Mon travail artistique s'articule autour de trois grands thèmes:
— l'érotisme, la sensualité et le désir;
— les petites violences insidieuses du quotidien;
— l'adaptation en tant qu'intrerprétation (que d'autres appelleraient la remédiation).
Ces thèmes sont trois aspects d'une thématique plus large, à savoir la question de la représentation.
La censure, la répression et les tabous provoquent l'ignorance, y mènent inéluctablement. Les trois fonctionnent à partir d'un refus de représenter. Parce que ce qui n'est pas représenté n'existe pas (les grandes dictatures l'ont bien compris, elles qui condamnent les œuvres, les écrits jugés révolutionnaires, voire, qui font disparaître leurs auteures).

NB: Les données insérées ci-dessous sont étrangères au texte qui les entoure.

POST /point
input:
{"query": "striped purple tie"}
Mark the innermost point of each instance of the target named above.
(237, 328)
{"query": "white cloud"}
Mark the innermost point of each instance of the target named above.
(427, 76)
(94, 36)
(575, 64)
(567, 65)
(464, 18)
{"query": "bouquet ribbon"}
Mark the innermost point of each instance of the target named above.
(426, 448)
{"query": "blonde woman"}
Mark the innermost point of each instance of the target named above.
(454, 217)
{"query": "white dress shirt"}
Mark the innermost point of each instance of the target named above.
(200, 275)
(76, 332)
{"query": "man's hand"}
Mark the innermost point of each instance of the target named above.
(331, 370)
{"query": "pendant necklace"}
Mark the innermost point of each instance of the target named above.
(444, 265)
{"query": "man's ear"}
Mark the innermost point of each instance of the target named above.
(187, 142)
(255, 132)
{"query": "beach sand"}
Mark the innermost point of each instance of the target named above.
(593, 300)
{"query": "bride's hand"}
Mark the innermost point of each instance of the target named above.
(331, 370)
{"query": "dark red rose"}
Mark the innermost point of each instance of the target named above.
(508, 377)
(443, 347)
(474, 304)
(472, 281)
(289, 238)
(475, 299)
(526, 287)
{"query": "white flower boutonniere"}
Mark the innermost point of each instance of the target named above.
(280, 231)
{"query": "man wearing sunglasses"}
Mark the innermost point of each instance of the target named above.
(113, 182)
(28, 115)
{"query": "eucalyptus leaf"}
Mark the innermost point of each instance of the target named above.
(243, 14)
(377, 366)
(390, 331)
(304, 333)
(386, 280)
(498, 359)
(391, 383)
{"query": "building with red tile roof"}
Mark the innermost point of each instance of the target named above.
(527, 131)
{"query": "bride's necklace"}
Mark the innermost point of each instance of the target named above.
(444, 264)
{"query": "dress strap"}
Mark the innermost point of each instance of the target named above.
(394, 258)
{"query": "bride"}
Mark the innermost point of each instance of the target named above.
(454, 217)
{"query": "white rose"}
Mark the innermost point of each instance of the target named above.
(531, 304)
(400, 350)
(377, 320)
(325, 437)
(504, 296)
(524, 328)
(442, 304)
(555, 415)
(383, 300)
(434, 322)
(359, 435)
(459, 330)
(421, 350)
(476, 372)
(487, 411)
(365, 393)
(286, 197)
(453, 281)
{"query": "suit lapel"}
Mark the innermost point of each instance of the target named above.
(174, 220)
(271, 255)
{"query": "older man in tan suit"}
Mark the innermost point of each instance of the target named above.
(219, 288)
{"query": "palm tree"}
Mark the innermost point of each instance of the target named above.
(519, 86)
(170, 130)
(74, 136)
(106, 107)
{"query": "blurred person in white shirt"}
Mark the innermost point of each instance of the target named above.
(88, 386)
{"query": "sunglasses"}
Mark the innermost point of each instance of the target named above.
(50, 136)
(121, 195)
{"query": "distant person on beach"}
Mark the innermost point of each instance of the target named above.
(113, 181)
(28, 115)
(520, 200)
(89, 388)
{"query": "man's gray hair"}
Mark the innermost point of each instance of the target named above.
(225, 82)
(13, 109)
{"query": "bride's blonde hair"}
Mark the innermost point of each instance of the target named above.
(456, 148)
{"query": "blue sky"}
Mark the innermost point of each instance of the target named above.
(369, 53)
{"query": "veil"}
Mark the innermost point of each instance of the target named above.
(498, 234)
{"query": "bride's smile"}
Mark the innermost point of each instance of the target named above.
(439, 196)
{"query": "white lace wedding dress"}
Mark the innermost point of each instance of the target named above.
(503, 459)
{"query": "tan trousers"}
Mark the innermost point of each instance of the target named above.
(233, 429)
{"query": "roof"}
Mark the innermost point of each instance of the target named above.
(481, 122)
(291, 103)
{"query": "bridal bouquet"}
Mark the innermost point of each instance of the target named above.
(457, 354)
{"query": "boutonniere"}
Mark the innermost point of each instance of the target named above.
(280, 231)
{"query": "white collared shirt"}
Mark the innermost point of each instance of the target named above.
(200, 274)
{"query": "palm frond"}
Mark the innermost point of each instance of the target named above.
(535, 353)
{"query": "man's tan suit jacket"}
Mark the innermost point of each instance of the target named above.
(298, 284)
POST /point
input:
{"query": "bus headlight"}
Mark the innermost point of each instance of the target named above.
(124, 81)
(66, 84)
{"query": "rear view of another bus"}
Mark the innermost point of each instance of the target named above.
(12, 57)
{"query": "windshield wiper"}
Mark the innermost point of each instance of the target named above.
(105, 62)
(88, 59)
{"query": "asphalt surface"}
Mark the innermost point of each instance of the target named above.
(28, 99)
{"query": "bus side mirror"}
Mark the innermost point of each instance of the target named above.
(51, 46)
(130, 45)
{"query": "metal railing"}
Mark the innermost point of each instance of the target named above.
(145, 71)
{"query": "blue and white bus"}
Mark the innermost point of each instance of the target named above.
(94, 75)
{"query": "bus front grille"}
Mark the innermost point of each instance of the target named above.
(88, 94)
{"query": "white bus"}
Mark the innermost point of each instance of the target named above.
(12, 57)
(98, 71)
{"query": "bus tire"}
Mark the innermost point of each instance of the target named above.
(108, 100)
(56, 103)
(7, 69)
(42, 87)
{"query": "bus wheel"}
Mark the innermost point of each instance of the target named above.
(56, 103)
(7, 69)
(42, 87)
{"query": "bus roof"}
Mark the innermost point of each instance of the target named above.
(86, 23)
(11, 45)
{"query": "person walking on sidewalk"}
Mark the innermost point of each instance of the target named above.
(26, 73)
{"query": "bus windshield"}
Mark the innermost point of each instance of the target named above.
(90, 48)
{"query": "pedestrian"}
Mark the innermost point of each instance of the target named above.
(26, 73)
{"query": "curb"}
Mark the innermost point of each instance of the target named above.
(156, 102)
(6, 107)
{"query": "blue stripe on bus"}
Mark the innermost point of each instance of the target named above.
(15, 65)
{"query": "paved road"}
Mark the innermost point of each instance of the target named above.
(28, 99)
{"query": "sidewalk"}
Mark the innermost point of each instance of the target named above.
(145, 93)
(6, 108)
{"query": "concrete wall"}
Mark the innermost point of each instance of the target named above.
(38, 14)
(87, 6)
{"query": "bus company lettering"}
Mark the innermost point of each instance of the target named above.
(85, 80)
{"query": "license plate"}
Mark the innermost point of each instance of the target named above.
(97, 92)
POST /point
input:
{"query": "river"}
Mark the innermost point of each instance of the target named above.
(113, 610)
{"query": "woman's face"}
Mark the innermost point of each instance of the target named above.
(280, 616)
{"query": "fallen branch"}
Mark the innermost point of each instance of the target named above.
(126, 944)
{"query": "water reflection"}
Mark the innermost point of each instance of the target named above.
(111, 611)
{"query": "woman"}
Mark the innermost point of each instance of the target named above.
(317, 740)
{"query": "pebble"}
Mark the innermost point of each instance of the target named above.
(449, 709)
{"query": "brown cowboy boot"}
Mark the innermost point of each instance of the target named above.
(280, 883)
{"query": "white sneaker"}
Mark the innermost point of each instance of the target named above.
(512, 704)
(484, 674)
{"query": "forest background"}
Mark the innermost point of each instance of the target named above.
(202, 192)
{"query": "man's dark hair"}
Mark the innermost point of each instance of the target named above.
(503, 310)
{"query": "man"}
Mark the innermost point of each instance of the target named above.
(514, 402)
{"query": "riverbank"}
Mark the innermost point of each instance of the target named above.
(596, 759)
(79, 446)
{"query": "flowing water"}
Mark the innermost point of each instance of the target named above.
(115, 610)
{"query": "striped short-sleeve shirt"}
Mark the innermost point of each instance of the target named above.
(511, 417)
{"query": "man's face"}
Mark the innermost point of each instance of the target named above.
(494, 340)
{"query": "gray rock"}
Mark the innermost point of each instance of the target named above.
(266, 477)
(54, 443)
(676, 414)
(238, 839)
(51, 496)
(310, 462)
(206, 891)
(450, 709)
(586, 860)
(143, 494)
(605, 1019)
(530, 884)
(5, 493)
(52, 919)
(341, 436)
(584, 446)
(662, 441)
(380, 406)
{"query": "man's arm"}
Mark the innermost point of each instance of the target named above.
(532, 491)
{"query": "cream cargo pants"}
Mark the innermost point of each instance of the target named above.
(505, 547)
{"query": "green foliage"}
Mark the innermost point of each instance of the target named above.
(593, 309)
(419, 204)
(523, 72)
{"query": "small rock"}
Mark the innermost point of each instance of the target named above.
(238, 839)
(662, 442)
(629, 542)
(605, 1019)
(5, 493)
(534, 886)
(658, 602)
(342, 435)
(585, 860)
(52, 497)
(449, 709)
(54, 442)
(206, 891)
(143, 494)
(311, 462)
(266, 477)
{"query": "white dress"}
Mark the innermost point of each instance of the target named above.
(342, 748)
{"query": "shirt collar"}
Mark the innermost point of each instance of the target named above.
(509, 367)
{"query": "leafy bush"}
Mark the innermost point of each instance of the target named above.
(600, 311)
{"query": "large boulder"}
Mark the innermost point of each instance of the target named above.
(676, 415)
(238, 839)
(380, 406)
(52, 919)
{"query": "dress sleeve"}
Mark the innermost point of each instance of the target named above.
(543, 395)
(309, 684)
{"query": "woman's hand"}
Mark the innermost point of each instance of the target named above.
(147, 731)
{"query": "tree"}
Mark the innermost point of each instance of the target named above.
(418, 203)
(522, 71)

Par la mise en scène de femmes féminines et féministes, dont la sexualité est à la fois assumée et exposée, je représente une réalité — le désir, la sensualité, l'érotisme des femmes — trop souvent laissée dans l’ombre.
Chaque jour, nous sommes blessées, heurtées, offensées, outragées, mises en colères par un geste anodin, une parole irréfléchie, une injustice. Chaque jour, nous taisons ces maux. Parce que l'intention n'était pas maligne, par que la préméditation n'y était pas, parce que le combat serait trop lourd à mener. Mais les maux restent, s'accumulent, deviennent amers. Une partie de mon travail vise à mettre à jour ces petites violences insidieuses du quotidien.
Adapter une œuvre, c'est se l'approprier, en faire une lecture, en livrer une interprétation. Le geste n'est pas innocent, transparent. Il approprie. Il transforme. Il éclaire sous un nouveau jour. L'adapation peut prendre diverses couleurs, diverses formes. Elle peut être poétique, politique, polémique, ironique. Dans tous les cas, elle transforme la représentation première qui avait été faite d'un objet du monde.
Mon travail est d'abord un travail d'écriture, de récit, de mise en mots. L'hypermédia, mon second matériau, vient décuplé le pouvoir des mots, leurs offrant des possibilités sémiotiques que, à eux seuls, ils ne possèdent pas toujours.